Participação torna-se novamente um dos conceitos-chave dos estudos de comunicação e mídia,
especialmente após a popularização da web 2.0. O conceito de participação tem uma longa história.
Debates sobre a participação estiveram presentes em uma ampla variedade de áreas, sobretudo nas
décadas de 1960 e 1970, em uma surpreendente variedade de enquadramentos. Observando esses
debates, verifica-se uma série de características-chave da participação.

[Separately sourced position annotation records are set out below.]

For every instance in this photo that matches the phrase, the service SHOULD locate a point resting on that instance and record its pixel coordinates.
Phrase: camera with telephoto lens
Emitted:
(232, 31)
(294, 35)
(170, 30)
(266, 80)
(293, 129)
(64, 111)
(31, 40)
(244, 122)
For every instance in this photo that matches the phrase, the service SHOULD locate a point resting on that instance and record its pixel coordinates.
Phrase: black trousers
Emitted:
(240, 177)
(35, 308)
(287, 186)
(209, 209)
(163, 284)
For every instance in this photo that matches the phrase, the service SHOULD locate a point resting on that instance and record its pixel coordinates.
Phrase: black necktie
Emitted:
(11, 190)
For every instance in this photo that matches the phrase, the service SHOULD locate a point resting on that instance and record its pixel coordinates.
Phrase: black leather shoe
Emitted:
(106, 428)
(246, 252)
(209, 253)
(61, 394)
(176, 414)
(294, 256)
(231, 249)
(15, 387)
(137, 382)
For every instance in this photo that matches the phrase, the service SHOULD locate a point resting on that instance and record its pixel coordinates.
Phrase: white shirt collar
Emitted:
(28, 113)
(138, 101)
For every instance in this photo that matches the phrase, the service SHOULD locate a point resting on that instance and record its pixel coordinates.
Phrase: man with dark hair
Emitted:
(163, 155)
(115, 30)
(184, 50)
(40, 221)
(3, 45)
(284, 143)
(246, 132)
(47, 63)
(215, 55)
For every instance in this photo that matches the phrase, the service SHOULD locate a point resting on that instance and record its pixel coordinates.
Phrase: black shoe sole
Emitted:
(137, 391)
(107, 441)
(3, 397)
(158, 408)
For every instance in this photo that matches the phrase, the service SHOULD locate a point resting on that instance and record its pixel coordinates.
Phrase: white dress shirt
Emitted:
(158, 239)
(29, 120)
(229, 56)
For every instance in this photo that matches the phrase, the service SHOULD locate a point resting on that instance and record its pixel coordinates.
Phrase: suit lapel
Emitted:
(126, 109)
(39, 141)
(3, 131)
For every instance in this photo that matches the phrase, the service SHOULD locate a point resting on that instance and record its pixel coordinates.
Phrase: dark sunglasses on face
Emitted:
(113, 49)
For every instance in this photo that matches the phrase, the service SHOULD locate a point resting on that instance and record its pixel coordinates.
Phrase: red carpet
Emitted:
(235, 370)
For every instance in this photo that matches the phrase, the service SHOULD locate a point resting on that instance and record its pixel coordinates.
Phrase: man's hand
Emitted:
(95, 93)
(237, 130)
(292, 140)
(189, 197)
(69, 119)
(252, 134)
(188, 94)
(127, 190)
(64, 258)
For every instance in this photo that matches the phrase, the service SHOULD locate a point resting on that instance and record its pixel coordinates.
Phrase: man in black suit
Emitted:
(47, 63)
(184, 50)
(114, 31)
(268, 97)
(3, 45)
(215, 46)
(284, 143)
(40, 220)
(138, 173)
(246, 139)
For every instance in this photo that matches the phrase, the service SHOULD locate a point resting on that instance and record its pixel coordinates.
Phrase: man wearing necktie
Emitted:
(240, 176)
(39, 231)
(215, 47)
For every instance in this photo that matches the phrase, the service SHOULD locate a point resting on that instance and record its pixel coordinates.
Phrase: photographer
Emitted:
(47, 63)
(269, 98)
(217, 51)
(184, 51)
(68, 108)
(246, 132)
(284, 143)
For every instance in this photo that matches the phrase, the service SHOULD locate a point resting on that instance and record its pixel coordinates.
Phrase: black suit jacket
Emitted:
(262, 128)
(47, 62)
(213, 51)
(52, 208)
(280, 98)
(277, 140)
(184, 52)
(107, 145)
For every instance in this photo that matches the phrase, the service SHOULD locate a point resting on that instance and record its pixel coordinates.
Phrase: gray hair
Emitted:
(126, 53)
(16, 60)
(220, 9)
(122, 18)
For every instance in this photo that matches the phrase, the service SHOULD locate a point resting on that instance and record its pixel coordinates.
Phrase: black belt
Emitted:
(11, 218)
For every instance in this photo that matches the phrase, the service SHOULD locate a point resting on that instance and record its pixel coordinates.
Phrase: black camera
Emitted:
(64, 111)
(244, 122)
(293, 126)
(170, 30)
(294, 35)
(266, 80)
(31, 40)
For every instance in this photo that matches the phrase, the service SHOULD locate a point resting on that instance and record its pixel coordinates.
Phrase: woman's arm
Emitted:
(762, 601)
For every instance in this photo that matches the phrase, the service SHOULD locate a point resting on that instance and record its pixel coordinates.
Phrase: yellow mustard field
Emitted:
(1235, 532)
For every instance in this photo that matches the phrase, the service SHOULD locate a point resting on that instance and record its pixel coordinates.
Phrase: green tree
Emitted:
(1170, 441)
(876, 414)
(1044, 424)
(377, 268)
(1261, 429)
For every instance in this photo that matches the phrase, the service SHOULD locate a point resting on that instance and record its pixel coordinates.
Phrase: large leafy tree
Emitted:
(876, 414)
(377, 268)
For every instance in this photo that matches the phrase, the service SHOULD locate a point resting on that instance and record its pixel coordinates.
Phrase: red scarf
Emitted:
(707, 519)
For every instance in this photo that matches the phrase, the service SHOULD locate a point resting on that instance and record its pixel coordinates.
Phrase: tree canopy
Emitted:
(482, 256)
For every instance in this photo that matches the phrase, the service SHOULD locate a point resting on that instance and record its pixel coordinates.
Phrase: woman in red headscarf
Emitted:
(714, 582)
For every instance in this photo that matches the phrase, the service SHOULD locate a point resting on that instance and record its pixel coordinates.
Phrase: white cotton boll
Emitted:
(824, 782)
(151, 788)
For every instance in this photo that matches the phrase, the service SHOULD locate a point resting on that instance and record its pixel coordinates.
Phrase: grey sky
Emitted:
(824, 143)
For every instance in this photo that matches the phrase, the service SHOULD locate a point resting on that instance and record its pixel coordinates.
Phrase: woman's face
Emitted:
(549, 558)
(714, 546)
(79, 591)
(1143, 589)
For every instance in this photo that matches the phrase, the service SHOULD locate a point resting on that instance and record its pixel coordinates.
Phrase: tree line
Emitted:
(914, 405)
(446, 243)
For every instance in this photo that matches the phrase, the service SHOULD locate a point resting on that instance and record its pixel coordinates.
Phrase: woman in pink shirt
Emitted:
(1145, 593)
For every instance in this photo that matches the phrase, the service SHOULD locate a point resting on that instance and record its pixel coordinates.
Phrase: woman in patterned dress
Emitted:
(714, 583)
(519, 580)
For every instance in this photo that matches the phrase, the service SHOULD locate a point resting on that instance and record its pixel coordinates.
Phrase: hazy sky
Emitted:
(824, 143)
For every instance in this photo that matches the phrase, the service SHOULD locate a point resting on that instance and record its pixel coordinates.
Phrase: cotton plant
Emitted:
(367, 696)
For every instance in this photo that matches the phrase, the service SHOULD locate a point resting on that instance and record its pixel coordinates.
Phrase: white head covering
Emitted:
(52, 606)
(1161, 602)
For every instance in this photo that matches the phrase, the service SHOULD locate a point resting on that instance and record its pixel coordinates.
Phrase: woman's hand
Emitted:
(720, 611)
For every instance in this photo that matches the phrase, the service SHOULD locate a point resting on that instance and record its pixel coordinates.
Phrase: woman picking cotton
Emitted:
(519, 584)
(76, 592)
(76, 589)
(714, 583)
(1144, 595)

A centralidade da participação está já presente na definição de democracia como uma forma de governo
do povo. “Democracia implica uma comunidade política em que há alguma forma de igualdade política
entre as pessoas" (Held, 1996).1 Neste sentido, um tema-chave tem sido o sempre presente equilíbrio
entre representação e participação, o que dá suporte para a estruturação da tipologia de modelos
democráticos de Held (1996).
Obviamente, as eleições são um dos instrumentos democráticos básicos para a delegação formal de
poder, em que, através de votação popular, os atores políticos são legitimados a ganhar o controle sobre
partes de recursos do Estado e das estruturas de decisão. Esse controle não é total: é estruturado por
lógicas de cunho institucional, legal (muitas vezes constitucional) e cultural. Do outro lado da balança
democrática está a noção de participação, que se refere ao envolvimento da cidadania na política
institucionalizada.
Diferentes modelos da teoria e da prática democrática atribuem diferentes balanceamentos entre os
conceitos de representação e de participação. Aqui são considerados como formas maximalistas de
participação democrática aqueles modelos que prevêm maior descentralização da tomada de decisões.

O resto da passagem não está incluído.